歴代大統領では初!同性婚を語ったオバマ

日本では報じられないオバマ就任演説

政治がこのように同性婚やパートナーシップに注力する背景には、長年にわたる当事者の運動の成果が何よりもあります。また現在パートナーシップが認められているイギリスで、同性婚を保守政権の与党の党首が推進しようとする理由には、同性婚を支持することが政策が現代的であることの象徴であり、ただの人気取りにすぎないという批判もあります。

加えて、イギリスではあまりに同性愛者の人口が多いため、この層を無視すると選挙の票だけではなく、公務員、特に徴兵制がない国での国防軍などでの人的資源獲得に影響を与えるため、必要に迫られて積極的な支持に転換しただけとの見方もあります。

アジアでも後れを取る日本

欧米が先行する中で、アジアで近代化を牽引してきた日本が、明確に遅れている分野がこの問題です。日本より先に台湾では政治的な動きが加速しています。昨年12月には台湾法務省が同性婚が望ましいか、それともパートナーシップ法制定が望ましいか検討する協議会の中で、アジアではどのような制度が妥当かを論議し始めました。また従来より最大与党の党首は同性婚を支持しています。すでに台湾のLGBTパレードは同性婚をスローガンに掲げ、アジア最大規模のパレードを実現しています。

こうした動きは、日本の政治やビジネスにも影響を与え始めています。結婚した同性カップルが日本へ転勤する場合、同然転勤命令を受けた本人だけでなく、配偶者にもビザが必要となりますが、企業や政府機関での同性のパートナーの地位や待遇に、日本政府や企業が対応出来ていないようです。日本が国際的に政治、ビジネスで中心的な拠点でありたいのであれば、この問題は避けて通れません。
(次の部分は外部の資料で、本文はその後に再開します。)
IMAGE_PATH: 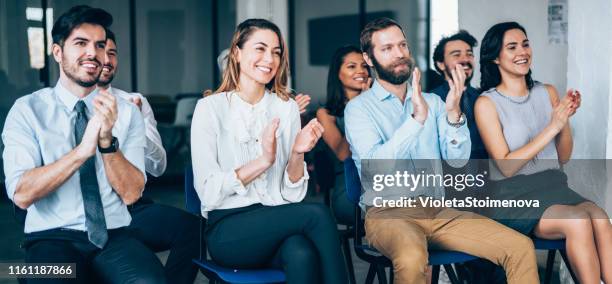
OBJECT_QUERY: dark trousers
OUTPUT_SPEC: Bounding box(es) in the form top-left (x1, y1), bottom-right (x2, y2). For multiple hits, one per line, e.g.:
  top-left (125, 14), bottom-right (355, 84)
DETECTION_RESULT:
top-left (206, 203), bottom-right (348, 284)
top-left (25, 229), bottom-right (166, 283)
top-left (128, 198), bottom-right (200, 284)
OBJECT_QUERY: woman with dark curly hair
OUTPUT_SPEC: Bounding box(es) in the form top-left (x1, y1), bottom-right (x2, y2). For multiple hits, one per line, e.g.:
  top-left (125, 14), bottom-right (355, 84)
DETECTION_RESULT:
top-left (317, 45), bottom-right (372, 225)
top-left (475, 22), bottom-right (612, 283)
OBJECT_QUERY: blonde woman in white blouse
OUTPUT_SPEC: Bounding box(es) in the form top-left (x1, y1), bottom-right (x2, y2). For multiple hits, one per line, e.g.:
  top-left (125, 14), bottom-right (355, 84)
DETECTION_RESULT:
top-left (191, 19), bottom-right (348, 283)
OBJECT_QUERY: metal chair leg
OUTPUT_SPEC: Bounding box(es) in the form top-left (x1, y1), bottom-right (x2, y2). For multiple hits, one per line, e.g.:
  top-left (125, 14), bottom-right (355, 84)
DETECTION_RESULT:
top-left (342, 232), bottom-right (357, 284)
top-left (444, 264), bottom-right (461, 284)
top-left (365, 264), bottom-right (376, 284)
top-left (543, 249), bottom-right (557, 284)
top-left (376, 265), bottom-right (387, 284)
top-left (559, 249), bottom-right (580, 284)
top-left (431, 265), bottom-right (440, 284)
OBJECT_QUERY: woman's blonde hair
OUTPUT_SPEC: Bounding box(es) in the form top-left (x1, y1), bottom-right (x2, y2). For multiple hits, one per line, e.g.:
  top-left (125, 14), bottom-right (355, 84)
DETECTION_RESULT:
top-left (204, 19), bottom-right (290, 100)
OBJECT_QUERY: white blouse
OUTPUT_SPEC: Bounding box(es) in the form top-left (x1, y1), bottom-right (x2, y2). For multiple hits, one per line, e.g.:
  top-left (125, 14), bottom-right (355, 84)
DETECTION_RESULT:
top-left (191, 91), bottom-right (309, 217)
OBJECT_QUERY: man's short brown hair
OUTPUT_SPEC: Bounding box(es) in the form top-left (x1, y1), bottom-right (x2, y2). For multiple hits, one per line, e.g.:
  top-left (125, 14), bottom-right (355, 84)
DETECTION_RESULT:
top-left (359, 18), bottom-right (405, 57)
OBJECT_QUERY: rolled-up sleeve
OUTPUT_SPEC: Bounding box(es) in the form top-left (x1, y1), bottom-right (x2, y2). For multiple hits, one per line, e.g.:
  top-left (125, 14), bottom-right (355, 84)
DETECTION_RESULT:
top-left (281, 102), bottom-right (310, 202)
top-left (119, 104), bottom-right (147, 183)
top-left (432, 96), bottom-right (472, 162)
top-left (191, 99), bottom-right (247, 211)
top-left (344, 97), bottom-right (423, 159)
top-left (135, 94), bottom-right (167, 177)
top-left (2, 101), bottom-right (42, 200)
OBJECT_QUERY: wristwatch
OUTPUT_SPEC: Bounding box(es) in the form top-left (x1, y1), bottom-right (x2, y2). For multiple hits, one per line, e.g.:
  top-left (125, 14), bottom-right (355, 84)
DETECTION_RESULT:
top-left (98, 136), bottom-right (119, 154)
top-left (446, 113), bottom-right (466, 128)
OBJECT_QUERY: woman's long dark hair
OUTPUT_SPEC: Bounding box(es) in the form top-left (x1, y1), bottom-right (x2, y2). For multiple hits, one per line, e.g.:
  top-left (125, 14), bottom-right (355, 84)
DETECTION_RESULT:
top-left (480, 22), bottom-right (533, 92)
top-left (325, 45), bottom-right (369, 117)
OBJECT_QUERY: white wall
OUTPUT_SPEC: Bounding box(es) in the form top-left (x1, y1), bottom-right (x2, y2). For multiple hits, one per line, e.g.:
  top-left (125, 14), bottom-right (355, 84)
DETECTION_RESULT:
top-left (459, 0), bottom-right (567, 90)
top-left (566, 0), bottom-right (612, 159)
top-left (133, 0), bottom-right (216, 97)
top-left (291, 0), bottom-right (428, 108)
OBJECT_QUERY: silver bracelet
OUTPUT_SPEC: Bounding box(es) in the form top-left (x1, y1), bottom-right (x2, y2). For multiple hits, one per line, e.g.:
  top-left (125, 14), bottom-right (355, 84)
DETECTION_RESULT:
top-left (446, 113), bottom-right (467, 128)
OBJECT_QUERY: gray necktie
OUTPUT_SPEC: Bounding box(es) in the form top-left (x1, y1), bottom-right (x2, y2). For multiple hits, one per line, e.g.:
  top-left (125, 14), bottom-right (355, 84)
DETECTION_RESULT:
top-left (74, 101), bottom-right (108, 248)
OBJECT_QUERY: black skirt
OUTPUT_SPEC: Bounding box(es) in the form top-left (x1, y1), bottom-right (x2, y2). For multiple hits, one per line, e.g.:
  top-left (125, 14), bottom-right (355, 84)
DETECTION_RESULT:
top-left (486, 170), bottom-right (589, 236)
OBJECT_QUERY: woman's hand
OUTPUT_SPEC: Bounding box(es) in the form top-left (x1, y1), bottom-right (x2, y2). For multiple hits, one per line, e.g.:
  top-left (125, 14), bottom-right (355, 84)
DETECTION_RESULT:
top-left (566, 89), bottom-right (582, 117)
top-left (293, 118), bottom-right (325, 154)
top-left (261, 118), bottom-right (280, 166)
top-left (550, 95), bottom-right (576, 132)
top-left (295, 93), bottom-right (310, 114)
top-left (446, 64), bottom-right (466, 122)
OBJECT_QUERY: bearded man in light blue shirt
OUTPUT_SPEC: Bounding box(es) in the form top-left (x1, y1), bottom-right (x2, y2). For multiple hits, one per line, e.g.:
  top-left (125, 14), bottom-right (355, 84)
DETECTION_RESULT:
top-left (2, 6), bottom-right (165, 283)
top-left (344, 18), bottom-right (538, 284)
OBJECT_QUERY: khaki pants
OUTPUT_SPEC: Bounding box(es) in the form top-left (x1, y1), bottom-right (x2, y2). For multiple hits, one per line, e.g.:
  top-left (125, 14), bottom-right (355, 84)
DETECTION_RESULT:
top-left (365, 207), bottom-right (539, 284)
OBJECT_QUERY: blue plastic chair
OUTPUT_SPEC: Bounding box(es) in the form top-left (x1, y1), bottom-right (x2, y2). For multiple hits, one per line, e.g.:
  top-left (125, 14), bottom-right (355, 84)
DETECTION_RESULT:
top-left (185, 167), bottom-right (286, 284)
top-left (344, 158), bottom-right (478, 284)
top-left (533, 238), bottom-right (578, 284)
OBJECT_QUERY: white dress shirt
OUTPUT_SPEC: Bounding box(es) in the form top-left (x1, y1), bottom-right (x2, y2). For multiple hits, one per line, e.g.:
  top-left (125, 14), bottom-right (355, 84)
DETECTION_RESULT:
top-left (2, 82), bottom-right (146, 233)
top-left (191, 91), bottom-right (308, 217)
top-left (108, 87), bottom-right (167, 177)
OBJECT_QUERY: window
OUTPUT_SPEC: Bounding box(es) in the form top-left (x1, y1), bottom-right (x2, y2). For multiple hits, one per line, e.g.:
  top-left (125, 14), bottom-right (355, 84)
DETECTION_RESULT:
top-left (429, 0), bottom-right (459, 69)
top-left (25, 7), bottom-right (53, 69)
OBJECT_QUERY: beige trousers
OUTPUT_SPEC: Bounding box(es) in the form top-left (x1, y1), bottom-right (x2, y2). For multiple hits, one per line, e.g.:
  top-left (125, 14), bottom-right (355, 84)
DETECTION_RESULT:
top-left (365, 207), bottom-right (539, 284)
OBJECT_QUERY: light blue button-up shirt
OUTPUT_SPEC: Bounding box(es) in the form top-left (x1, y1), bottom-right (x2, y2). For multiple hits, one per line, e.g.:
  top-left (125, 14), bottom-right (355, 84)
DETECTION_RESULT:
top-left (344, 80), bottom-right (471, 206)
top-left (2, 82), bottom-right (146, 233)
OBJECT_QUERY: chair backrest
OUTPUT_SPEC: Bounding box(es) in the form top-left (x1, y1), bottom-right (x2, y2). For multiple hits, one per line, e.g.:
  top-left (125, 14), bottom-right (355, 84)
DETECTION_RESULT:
top-left (344, 157), bottom-right (361, 205)
top-left (185, 166), bottom-right (202, 216)
top-left (174, 97), bottom-right (200, 127)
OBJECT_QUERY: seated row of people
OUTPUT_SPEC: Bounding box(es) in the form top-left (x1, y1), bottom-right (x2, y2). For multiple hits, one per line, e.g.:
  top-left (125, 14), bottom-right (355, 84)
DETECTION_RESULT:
top-left (2, 6), bottom-right (612, 283)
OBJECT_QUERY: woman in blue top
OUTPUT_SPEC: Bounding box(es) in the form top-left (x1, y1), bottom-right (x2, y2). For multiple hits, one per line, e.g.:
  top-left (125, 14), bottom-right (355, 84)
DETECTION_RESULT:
top-left (475, 22), bottom-right (612, 283)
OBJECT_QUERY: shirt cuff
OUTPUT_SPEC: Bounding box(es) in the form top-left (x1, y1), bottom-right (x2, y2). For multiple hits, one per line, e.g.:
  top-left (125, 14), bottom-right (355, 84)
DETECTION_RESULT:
top-left (221, 170), bottom-right (247, 195)
top-left (284, 162), bottom-right (310, 188)
top-left (446, 123), bottom-right (470, 148)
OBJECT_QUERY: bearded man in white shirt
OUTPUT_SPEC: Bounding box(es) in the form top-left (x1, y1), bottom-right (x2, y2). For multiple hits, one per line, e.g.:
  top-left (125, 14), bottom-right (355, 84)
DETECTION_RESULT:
top-left (98, 31), bottom-right (199, 283)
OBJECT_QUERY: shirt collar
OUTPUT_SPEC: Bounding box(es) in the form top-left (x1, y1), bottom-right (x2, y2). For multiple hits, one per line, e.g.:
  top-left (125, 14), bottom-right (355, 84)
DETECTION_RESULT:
top-left (370, 79), bottom-right (412, 101)
top-left (53, 81), bottom-right (98, 113)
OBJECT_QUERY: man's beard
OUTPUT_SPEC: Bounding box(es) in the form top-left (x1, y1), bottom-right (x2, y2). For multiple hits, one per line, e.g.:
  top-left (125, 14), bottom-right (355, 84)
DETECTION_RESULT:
top-left (370, 54), bottom-right (415, 85)
top-left (62, 58), bottom-right (102, 88)
top-left (444, 62), bottom-right (474, 87)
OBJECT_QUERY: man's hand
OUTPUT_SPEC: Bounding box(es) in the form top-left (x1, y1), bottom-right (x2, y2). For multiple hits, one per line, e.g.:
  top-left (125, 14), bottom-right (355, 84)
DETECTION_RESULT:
top-left (295, 93), bottom-right (310, 114)
top-left (76, 116), bottom-right (101, 159)
top-left (130, 97), bottom-right (142, 111)
top-left (446, 64), bottom-right (466, 122)
top-left (93, 89), bottom-right (118, 148)
top-left (361, 77), bottom-right (372, 93)
top-left (293, 118), bottom-right (325, 154)
top-left (412, 68), bottom-right (429, 124)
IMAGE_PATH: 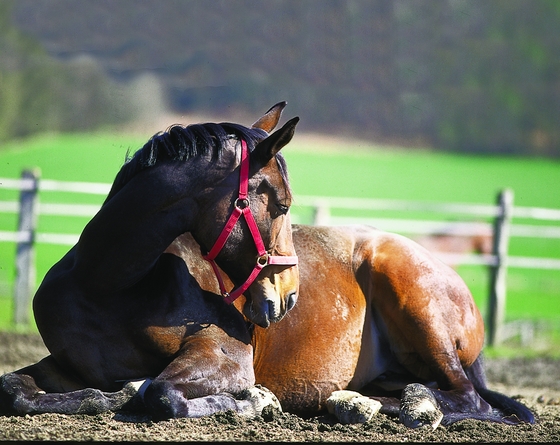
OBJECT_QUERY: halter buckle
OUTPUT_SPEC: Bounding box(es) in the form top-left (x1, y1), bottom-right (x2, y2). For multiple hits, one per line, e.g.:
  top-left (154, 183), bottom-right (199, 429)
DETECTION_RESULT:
top-left (257, 253), bottom-right (270, 267)
top-left (233, 198), bottom-right (249, 210)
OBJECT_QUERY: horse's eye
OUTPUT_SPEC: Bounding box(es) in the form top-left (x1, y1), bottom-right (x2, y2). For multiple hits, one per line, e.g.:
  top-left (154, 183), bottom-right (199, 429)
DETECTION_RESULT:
top-left (276, 203), bottom-right (290, 215)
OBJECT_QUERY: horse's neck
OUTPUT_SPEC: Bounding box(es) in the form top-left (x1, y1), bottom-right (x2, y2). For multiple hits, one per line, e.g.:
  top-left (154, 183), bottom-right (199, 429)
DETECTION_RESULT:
top-left (70, 164), bottom-right (208, 290)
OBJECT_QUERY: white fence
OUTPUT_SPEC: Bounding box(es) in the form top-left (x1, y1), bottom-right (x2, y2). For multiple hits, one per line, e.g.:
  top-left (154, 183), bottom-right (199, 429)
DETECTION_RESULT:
top-left (0, 171), bottom-right (560, 344)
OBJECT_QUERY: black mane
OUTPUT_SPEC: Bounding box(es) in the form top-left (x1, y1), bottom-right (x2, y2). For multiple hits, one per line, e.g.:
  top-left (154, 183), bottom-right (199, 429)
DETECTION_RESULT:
top-left (105, 122), bottom-right (267, 202)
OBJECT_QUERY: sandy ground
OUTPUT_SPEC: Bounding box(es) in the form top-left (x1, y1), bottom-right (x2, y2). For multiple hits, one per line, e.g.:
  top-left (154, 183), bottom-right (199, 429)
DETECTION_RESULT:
top-left (0, 333), bottom-right (560, 443)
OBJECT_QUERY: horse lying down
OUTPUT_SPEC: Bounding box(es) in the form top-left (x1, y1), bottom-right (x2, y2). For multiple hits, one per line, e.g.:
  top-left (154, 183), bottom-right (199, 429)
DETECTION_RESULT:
top-left (0, 103), bottom-right (534, 428)
top-left (0, 102), bottom-right (299, 419)
top-left (168, 225), bottom-right (535, 428)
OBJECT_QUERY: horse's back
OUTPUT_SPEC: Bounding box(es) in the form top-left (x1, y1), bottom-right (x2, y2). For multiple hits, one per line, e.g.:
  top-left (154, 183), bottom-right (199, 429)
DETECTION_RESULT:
top-left (253, 225), bottom-right (483, 412)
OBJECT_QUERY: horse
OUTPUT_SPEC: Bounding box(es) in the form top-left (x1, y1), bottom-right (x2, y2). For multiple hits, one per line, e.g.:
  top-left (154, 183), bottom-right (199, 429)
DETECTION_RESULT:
top-left (167, 106), bottom-right (535, 428)
top-left (0, 102), bottom-right (299, 420)
top-left (175, 225), bottom-right (535, 428)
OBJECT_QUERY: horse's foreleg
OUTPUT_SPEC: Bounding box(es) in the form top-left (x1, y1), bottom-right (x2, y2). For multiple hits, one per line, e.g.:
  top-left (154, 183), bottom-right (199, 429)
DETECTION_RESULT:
top-left (143, 337), bottom-right (280, 420)
top-left (0, 356), bottom-right (136, 415)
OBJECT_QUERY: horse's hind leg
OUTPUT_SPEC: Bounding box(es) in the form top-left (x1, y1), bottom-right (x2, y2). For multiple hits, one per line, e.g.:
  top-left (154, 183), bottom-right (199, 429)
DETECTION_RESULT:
top-left (0, 356), bottom-right (136, 415)
top-left (143, 336), bottom-right (280, 420)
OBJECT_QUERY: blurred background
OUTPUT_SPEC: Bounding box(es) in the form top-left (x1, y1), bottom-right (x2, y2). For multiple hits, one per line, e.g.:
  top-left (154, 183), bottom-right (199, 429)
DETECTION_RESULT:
top-left (0, 0), bottom-right (560, 157)
top-left (0, 0), bottom-right (560, 355)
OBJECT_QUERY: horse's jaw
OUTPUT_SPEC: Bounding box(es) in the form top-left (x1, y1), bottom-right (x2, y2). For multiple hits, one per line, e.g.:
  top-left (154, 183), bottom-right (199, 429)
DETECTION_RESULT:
top-left (243, 279), bottom-right (298, 328)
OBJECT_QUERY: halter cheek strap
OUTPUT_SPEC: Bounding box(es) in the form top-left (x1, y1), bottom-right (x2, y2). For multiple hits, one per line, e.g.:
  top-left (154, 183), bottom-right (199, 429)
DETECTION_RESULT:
top-left (203, 140), bottom-right (298, 304)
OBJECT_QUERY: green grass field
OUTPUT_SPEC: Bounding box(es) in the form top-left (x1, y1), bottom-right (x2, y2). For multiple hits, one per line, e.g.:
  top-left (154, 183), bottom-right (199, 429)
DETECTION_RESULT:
top-left (0, 132), bottom-right (560, 354)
次回は日本での動きに関して報告したいと思います。

私自身が今すぐに同性婚したいかは別として、ゲイである自分は、たとえば自分の愛するパートナーの最期に、ゲイであるため立ち会うことが出来ないかもしれないと考えると、ただただ悲しい気持ちになります。私は自分の知り合いに、「日本でも結婚という選択肢があったらいいな」とつぶやいたことがあります。その知人からは「日本ではまだ早いよ」とたしなめられました。

死に目に立ち会う権利に「早い」「遅い」があるのか、オバマ大統領が今回、「同性愛者である兄弟、姉妹が、他の者たち同様、法の下で平等に扱われるようになるまで、私たちの旅は終わらない」と演説するのを聞いて胸が熱くなりました。